The co-writer of Die Hard finally cleared up a major plot hole
It’s been 29 years since Die Hard exploded into theaters, inspiring any number of arguments about whether it counts as a Christmas movie, plus a whole genre of “Die Hard, but on a _______” action films. Now, the film’s co-screenwriter, Steven E. De Souza, has revealed the answer to one of the film’s most nagging questions: What tips Bruce Willis’ John McClane off that “Bill Clay”—a.k.a. Alan Rickman’s Hans Gruber—isn’t really the terrified office worker he pretends to be?
It all comes down to a series of deleted scenes, says De Souza, which served to establish that the faux-terrorists were all wearing fancy timepieces. In the original cut of the movie, Gruber and his team all synchronize Tag Heuer watches at the start of their heist; once McClane starts taking bad guys out, he quickly realizes that they’re all similarly equipped. In the original script, John notices “Bill” is wearing the exact same watch when he hands him a cigarette, which is why he hands him an empty gun a minute later in order to lure him into dropping the ruse.
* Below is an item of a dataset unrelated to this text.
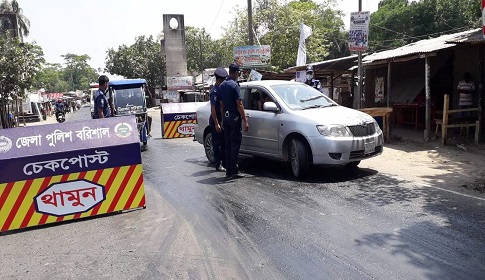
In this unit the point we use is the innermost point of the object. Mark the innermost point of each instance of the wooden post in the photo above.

Unfortunately, all the watch bits were ultimately cut out of the film to cover another continuity error: The ambulance Gruber’s crew intend to use to escape the Nakatomi building was a late addition to the movie, and thus wasn’t present in the earlier “synchronize your watches” scene. Director John McTiernan ordered the exchange—and all other watch talk in the movie—cut short to hide the error, and thus a billion questions about John McClane’s superhuman bullshit-detecting instincts were born.